Following a rain break of more than two hours, the equation for Bangladesh was to score another 105 runs in 13.2 overs from a position of 78 for 1 in 13.4 overs. They lost six wickets in the process and some of the batsmen looked too eager to finish off the game. But the staying power of Nasir Hossain, amid the tension, gave them the edge.

"We wanted to play cricketing shots to get a 30-40 run partnership up early," Mushfiqur said. "We are not used to playing in such tight circumstances against such tough opponents, so I think some of us panicked. I would still call it a calculative chase because we took risks and lost some wickets, but in the end we had one guy holding things together."

The underlying theme of this series has been how poor Bangladesh's resources has been. They lost several players to injuries, but the biggest were those to Shakib Al Hasan, Tamim Iqbal and Mashrafe Mortaza. These are senior players in a very young team that does not win often and yet carries the swelling expectations of a cricket-mad nation.

To beat Sri Lanka in their backyard has given Mushfiqur the pride to tell his players that all is not automatically lost when the stars are absent. "If Shakib was here, he could have won the man-of-the-series award probably, because he has done it quite a number of times in the past," Mushfiqur said. "But some of the others have stepped up this time. The team will now believe that without big stars, Bangladesh can still do well."

The captain also showed appreciation for Nasir who has progressed into a batsman keen to finish games off during tight chases. "Hats off to Nasir," Mushfiqur said. "I firmly believe that he can break all batting records in the Bangladesh team if he continues in this vein. He has played really well. He does well when the team needs him to score. It is his most important trait."

With such a long gap between what effectively was two parts to the game, it was easy to forget Abdur Razzak's earlier achievement, and the unassuming manner in which he led the attack. The left-arm spinner finished with his fourth five-wicket haul in ODIs, which held back Sri Lanka's surge towards an even bigger score.

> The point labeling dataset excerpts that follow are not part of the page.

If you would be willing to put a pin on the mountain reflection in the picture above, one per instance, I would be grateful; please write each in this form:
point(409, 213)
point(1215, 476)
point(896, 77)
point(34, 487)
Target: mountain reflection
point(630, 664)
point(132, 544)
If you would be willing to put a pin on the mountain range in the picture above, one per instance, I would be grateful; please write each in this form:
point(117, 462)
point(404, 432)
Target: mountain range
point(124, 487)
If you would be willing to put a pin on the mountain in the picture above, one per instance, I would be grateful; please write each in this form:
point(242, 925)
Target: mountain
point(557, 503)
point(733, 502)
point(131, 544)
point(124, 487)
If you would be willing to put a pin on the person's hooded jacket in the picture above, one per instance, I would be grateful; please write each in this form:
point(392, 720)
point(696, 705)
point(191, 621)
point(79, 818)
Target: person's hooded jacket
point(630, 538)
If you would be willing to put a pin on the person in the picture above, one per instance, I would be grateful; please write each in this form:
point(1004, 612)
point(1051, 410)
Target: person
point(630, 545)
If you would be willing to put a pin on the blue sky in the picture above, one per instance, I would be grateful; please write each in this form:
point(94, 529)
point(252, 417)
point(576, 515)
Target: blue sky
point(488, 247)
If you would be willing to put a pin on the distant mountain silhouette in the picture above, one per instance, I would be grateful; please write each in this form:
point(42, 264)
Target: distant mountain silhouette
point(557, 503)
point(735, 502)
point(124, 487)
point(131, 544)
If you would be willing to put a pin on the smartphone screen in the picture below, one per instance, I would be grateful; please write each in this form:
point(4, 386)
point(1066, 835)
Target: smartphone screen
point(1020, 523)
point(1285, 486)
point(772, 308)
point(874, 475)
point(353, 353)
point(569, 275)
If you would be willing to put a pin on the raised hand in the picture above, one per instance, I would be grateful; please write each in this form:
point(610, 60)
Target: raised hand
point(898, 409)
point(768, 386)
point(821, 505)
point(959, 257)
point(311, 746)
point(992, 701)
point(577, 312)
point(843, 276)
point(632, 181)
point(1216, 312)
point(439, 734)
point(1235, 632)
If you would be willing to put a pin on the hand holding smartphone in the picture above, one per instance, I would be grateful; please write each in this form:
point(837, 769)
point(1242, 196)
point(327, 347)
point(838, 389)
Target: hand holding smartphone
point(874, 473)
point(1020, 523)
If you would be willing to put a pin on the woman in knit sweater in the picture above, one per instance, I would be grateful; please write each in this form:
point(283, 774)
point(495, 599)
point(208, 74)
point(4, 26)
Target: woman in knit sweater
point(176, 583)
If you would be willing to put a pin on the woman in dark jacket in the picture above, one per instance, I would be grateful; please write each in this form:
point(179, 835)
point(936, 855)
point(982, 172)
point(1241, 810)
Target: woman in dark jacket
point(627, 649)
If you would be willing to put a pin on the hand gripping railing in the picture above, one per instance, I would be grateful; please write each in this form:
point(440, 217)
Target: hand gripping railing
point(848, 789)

More significantly for Razzak, his fifth wicket on the day was also his 200th in ODIs for Bangladesh.

Mushfiqur was full of praise. "I congratulate Razzak bhai for becoming the first bowler from Bangladesh to take 200 wickets. He is a tough guy, and he can bowl at the top and at the end so well. Sometimes bowlers feel uncomfortable at certain situations, but he has never said no to me."

The manner in which Mushfiqur managed to get the best out of the five bowlers will remain as a notch in the captain's belt. The spinners impressed and the pace bowlers just about managed to get away with their ten overs, but it was the management of these spells that was vital in keeping Sri Lanka quiet after such a good start, and in taking wickets later when the final slog was supposed to be in full swing.

"I wanted to use Mominul or Nasir, but they had a partnership going till the 35th over," Mushfiqur said. "Using occasional bowler against set batsmen would have been tough on them given the fielding restrictions these days."

Bangladesh take on Sri Lanka one last time on this tour, in a Twenty20 game at the Pallekele International Stadium on March 31.